Paranavitana predicted the next trend in private label teas will be nylon, pyramid shaped tea bags, which were recently mainstreamed by Lipton. The pyramid-shaped tea bags allow room for the tea leaves to unfurl without escaping into the brew. Tea also is primed to escape an old stereotype.
“Specialty tea is reaching out to all demographics,” Paranavitana says. “Gone are the days when tea was appreciated by the ‘older folk.’ Knowledge is key. More information is available in easy access thanks to the Internet. Therefore, private label has a great opportunity to appeal to different demographics, particularly college students, in an effort to fuel the category’s growth.”
Universal appeal
Consumers thirsting for better-for-you beverages would most likely begin searching in the bottled water and juice aisles. Both categories have seen great growth from consumers searching for healthier drinks for themselves and their families.
“The juice and water categories cross all demographics and lifestyles,” said Shawn O’Connell, marketing manager for Clement Pappas, Seabrook, N.J., in PL Buyer. “The subcategories offer something for each individual or family. Children are the largest opportunity; however the baby boomers probably offer the largest growth opportunity.”
In this category, private label is expanding due to the desire and education of consumers.
“People are drinking less soda and are looking for healthier alternatives such as juice and water,” O’Connell said. “Staying ahead of the trends with new and exciting flavors, and allocating the proper resources to grow items is one way to increase sales.

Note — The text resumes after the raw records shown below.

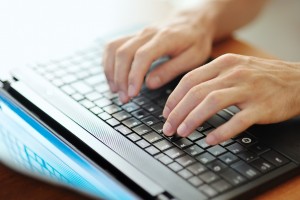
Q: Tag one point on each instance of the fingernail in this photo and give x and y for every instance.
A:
(167, 128)
(122, 96)
(166, 112)
(211, 139)
(112, 86)
(155, 81)
(131, 90)
(182, 129)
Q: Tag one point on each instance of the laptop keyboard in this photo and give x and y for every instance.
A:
(211, 169)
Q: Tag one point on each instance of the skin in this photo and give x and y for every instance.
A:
(265, 90)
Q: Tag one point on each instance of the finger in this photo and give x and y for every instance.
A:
(190, 102)
(237, 124)
(197, 76)
(109, 60)
(123, 61)
(157, 47)
(212, 103)
(166, 72)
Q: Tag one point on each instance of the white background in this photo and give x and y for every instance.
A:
(35, 30)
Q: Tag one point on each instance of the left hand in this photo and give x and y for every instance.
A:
(266, 91)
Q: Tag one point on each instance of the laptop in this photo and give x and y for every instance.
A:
(60, 122)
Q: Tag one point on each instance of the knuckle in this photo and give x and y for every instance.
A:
(167, 32)
(148, 30)
(229, 58)
(238, 72)
(214, 98)
(122, 53)
(141, 53)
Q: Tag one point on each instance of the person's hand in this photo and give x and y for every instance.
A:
(266, 91)
(186, 40)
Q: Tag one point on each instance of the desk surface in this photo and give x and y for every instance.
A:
(17, 186)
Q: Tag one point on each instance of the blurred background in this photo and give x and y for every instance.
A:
(34, 30)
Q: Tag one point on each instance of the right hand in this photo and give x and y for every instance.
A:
(186, 40)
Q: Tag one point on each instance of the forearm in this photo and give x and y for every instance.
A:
(222, 17)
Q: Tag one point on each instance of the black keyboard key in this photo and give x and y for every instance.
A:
(117, 101)
(175, 167)
(208, 131)
(185, 160)
(262, 165)
(110, 95)
(140, 114)
(123, 129)
(216, 166)
(195, 135)
(113, 122)
(195, 181)
(158, 115)
(165, 159)
(204, 127)
(131, 122)
(216, 150)
(216, 121)
(174, 152)
(134, 137)
(163, 145)
(209, 177)
(104, 116)
(142, 129)
(158, 127)
(130, 107)
(236, 148)
(221, 185)
(227, 142)
(232, 176)
(87, 103)
(196, 168)
(259, 148)
(152, 150)
(202, 143)
(247, 156)
(96, 110)
(228, 158)
(152, 137)
(193, 150)
(151, 108)
(183, 143)
(245, 169)
(122, 115)
(103, 102)
(161, 101)
(150, 120)
(208, 191)
(141, 100)
(143, 143)
(246, 140)
(205, 158)
(275, 158)
(111, 109)
(185, 174)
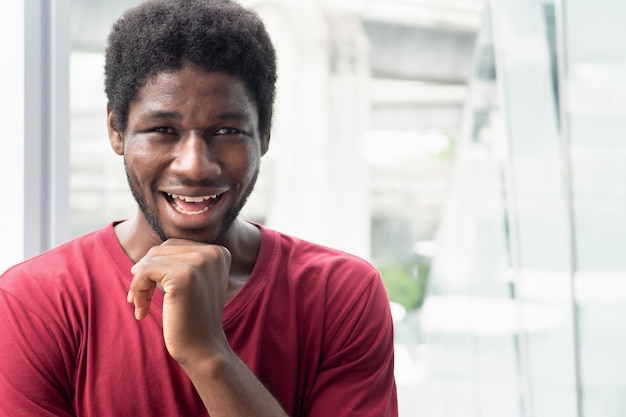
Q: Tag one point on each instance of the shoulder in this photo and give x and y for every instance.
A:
(53, 267)
(342, 275)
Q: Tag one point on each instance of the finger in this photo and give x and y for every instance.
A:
(141, 300)
(140, 292)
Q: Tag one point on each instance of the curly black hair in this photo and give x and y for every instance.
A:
(161, 35)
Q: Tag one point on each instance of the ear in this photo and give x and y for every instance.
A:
(265, 143)
(115, 137)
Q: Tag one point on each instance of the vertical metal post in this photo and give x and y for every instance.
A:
(566, 164)
(508, 177)
(46, 128)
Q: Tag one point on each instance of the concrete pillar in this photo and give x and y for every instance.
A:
(318, 187)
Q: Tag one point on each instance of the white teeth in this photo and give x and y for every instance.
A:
(192, 199)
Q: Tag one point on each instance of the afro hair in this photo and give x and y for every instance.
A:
(161, 35)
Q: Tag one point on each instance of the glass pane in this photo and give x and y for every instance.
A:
(597, 114)
(527, 56)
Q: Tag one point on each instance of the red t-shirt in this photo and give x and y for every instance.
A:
(312, 323)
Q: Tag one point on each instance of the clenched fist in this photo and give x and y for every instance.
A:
(194, 278)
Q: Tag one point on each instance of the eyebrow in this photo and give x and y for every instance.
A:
(153, 115)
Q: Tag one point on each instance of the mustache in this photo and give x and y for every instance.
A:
(186, 182)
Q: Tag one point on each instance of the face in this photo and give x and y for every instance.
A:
(192, 153)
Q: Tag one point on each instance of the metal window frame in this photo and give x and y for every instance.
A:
(35, 163)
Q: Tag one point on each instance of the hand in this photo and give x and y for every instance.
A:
(194, 277)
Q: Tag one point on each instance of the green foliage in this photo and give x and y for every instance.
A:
(405, 283)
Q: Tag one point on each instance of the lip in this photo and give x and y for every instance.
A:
(197, 220)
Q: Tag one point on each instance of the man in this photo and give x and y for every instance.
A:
(230, 318)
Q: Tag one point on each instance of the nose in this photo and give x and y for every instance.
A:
(194, 159)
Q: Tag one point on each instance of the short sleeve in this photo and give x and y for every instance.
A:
(34, 379)
(356, 374)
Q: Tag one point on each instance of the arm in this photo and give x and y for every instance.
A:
(194, 278)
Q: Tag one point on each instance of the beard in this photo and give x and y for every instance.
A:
(155, 223)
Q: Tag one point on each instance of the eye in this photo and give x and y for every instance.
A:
(164, 129)
(227, 131)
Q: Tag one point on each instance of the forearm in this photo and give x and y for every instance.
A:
(228, 388)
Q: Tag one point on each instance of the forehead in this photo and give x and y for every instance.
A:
(189, 87)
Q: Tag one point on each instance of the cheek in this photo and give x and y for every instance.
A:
(242, 161)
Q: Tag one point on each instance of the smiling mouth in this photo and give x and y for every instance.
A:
(192, 206)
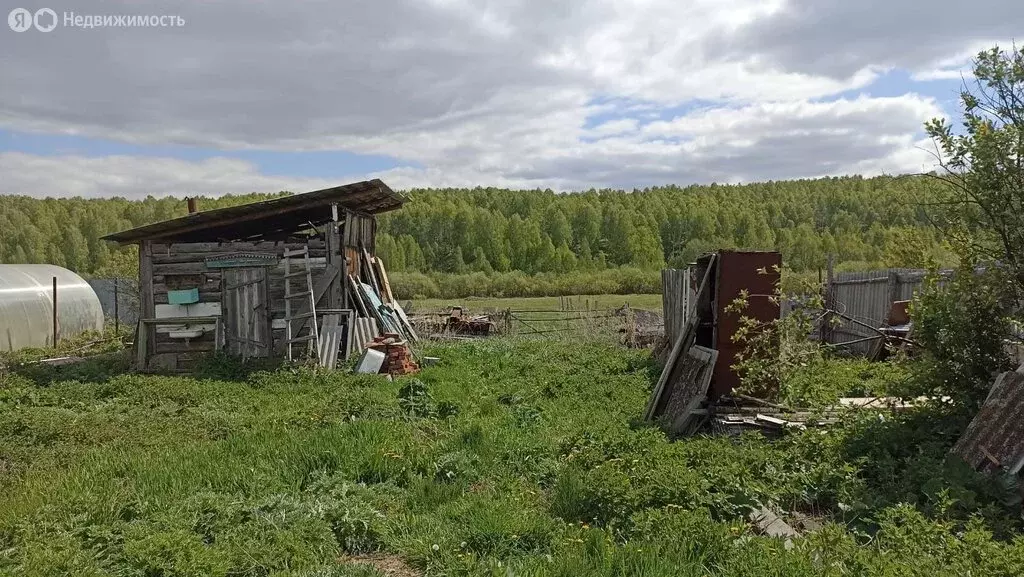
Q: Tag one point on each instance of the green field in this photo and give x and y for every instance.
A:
(506, 458)
(601, 301)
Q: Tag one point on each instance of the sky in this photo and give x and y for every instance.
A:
(253, 95)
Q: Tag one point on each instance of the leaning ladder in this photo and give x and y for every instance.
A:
(297, 270)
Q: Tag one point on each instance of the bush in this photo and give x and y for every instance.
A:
(963, 325)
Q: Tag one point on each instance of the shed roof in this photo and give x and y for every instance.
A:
(266, 219)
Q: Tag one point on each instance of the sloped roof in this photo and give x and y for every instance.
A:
(270, 218)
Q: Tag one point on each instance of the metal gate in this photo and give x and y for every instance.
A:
(247, 314)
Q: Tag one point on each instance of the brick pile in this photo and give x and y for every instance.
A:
(397, 357)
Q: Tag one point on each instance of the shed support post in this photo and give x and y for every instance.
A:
(147, 310)
(335, 257)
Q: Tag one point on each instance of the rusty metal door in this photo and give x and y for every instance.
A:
(247, 313)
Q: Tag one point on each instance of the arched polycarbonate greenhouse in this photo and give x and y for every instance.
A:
(27, 305)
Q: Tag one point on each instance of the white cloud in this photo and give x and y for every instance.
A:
(134, 177)
(491, 91)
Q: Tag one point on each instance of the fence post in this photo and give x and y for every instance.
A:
(893, 291)
(117, 312)
(54, 312)
(826, 331)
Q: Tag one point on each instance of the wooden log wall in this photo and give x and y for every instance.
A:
(166, 266)
(182, 265)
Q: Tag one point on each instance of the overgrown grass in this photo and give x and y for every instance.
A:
(601, 301)
(506, 458)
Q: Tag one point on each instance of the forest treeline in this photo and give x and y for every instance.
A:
(517, 235)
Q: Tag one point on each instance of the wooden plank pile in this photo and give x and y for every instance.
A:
(371, 295)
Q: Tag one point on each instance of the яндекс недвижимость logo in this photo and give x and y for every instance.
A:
(20, 19)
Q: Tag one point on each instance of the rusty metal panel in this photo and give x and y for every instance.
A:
(758, 274)
(995, 438)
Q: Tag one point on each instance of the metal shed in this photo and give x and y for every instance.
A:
(255, 280)
(27, 305)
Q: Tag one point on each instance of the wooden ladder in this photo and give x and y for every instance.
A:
(300, 272)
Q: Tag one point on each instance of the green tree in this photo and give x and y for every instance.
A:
(983, 165)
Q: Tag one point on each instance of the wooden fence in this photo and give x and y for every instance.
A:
(866, 297)
(676, 296)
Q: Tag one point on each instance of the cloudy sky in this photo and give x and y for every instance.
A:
(258, 95)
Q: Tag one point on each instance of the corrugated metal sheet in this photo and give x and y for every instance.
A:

Store brands are the perfect way to help retail drive the health and wellness trend.”
Flavored water and antioxidant-rich juice blends provide new frontiers for private label bottled water and juices. Light juices also are an opportunity as parents search for lower calorie, lower sugar options for their children. In this segment, product packaging, quantity and placement within the store will increase the private label appeal for families as well as grab-and-go consumers.
Great grapes
Research also has led to an increase in wine consumption thanks to studies that reveal the health benefits of the fermented fruit. Wine’s popularity has had an effect on beers and spirits, as sales of private label products has remained steady, neither increasing nor decreasing. Yet with an average price point of $4.70 per bottle, private label wines are creating a new generation of afficianados.

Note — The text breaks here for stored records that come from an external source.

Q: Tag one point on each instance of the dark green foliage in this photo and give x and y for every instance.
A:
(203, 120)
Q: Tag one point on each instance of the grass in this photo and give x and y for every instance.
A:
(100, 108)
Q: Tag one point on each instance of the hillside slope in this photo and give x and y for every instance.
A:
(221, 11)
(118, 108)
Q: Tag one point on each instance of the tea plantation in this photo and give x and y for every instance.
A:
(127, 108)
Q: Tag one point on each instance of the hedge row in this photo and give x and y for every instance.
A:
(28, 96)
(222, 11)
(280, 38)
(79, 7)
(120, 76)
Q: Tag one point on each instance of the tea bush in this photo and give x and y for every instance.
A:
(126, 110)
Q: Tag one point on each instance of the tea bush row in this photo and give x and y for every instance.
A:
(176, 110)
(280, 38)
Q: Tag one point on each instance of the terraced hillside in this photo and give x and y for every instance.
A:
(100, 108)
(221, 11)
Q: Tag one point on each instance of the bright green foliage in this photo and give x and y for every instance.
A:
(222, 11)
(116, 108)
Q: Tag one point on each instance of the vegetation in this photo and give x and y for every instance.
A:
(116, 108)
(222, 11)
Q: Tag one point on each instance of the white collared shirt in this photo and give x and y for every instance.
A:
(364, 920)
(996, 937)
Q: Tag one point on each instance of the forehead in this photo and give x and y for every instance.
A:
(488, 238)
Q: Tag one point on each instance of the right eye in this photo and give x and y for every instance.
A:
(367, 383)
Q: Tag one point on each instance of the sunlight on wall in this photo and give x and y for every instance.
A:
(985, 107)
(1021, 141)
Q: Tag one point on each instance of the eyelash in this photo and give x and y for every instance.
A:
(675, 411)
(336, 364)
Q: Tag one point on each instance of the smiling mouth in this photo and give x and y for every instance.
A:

Quite possibly the most famous private label wine is Trader Joe’s Charles Shaw. Affectionately known as “Two-Buck Chuck,” the Monrovia, Calif.-based chain’s private label line is available in Cabernet Sauvignon, Chardonnay, Merlot, Sauvignon Blanc and Shiraz varieties. The Shaw line has inspired a cult-like following who have created a ‘Charles Shaw for President’ campaign.
Grocery store chain Food Lion, Salisbury, N.C., uncorked its Braidenwood Estates Wines in 2005. In order to make the line accessible, the store launched the Cabernet, Chardonnay and Merlot in 11.25-ounce bottles, which are the equivalent of  two to three glasses of wine. Braidenwood Estates is made for Food Lion by New York’s Canandaigua Wine Co.
Spirits are not about to be left out of the private label trend. The customizability trend has increased the appeal of spirits, which has caught the attention of retail giant, Wal-Mart, Bentonville, Ark. Wal-Mart’s Web site reported it plans to triple the shelf space for spirits in some stores to appeal to the home mixologist.
Whether it’s pick-me-up energy drinks or better-for-you beverages, the appeal of private label is going public. Formerly ‘blah’ store brands are innovating to create an enhanced appeal on the shelves for their own beverage brands, and consumers are responding.